An IRA bomb explodes in the Bishopsgate area of London.
The Bishopsgate bombing occurred on 24 April 1993, when the Provisional Irish Republican Army detonated a powerful truck bomb on Bishopsgate, a major thoroughfare in London’s financial district, the City of London. Telephoned warnings were sent about an hour beforehand, but a news photographer was killed in the blast and 44 people were injured, with fatalities only minimised due to it occurring on a Saturday. The blast destroyed the nearby St Ethelburga’s church and wrecked Liverpool Street station and the NatWest Tower. The financial cost was severe, estimated at the time to be over £1 billion of damage, making it the costliest terrorist attack at the time.

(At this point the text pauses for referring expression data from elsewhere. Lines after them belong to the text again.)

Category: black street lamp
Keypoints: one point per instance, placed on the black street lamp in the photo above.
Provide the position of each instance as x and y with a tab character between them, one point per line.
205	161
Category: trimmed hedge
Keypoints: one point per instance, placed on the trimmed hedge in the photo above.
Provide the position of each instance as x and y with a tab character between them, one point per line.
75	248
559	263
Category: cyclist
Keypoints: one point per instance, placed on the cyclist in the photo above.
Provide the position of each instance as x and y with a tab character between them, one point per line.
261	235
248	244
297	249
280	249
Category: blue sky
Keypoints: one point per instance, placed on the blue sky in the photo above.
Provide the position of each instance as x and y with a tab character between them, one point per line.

As a result of the bombing, which happened just over a year after the bombing of the nearby Baltic Exchange, a “ring of steel” was implemented to protect the City, and many firms introduced disaster recovery plans in case of further attacks or similar disasters. £350 million was spent on repairing damage. In 1994 detectives believed they know the identities of the IRA bombers, but lacked sufficient evidence to arrest them.

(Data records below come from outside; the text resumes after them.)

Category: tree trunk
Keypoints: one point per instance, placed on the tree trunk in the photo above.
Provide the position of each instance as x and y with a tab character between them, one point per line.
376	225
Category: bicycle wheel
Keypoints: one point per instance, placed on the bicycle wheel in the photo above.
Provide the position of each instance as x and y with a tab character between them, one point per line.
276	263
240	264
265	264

In March 1993, an Iveco tipper truck was stolen in Newcastle-under-Lyme, Staffordshire, and repainted from white to dark blue. A 1 tonne ANFO bomb made by the IRA’s South Armagh Brigade had been smuggled into England and was placed in the truck, hidden underneath a layer of tarmac. At about 9 am on 24 April, two volunteers from an IRA active service unit drove the truck containing the bomb onto Bishopsgate. They parked the truck outside 99 Bishopsgate, which was then the Hongkong and Shanghai Bank, located by the junction with Wormwood Street and Camomile Street, and left the area in a car driven by an accomplice. A series of telephone warnings were then sent from a phonebox in Forkhill, County Armagh, Northern Ireland, with the caller using a recognised IRA codeword and stating “a massive bomb… clear a wide area”. The first warnings were sent about one hour before the bomb detonated. Two police officers were already making inquiries into the truck when the warnings were received, and police began evacuating the area.
An Iveco tipper truck, the type used to carry the bomb
The bomb exploded at 10:27 am, causing extensive damage to buildings along a significant stretch of Bishopsgate. The blast raised a mushroom cloud that could be seen across much of London and gouged a 15-foot wide crater in the street. Buildings up to 500 metres away were damaged, with 1,500,000 sq ft of office space being affected and over 500 tonnes of glass broken. The NatWest Tower — at the time the City’s tallest skyscraper – was amongst the structures badly damaged, with many windows on the east side of the tower destroyed; the Daily Mail said “black gaps punched its fifty-two floors like a mouth full of bad teeth”. Damage extended as far north as Liverpool Street station and south beyond Threadneedle Street. St Ethelburga’s church, seven metres away from the bomb, collapsed as a result of the explosion. The cost of repair was estimated at the time at £1 billion. Civilian casualties were low as it was a Saturday morning and the City was typically occupied by only a small number of residents, office workers, security guards, builders, and maintenance staff. Forty-four people were injured by the bomb and News of the World photographer Ed Henty was killed after ignoring police warnings and rushing to the scene. The truck-bomb produced the explosive power of 1,200 kg of TNT.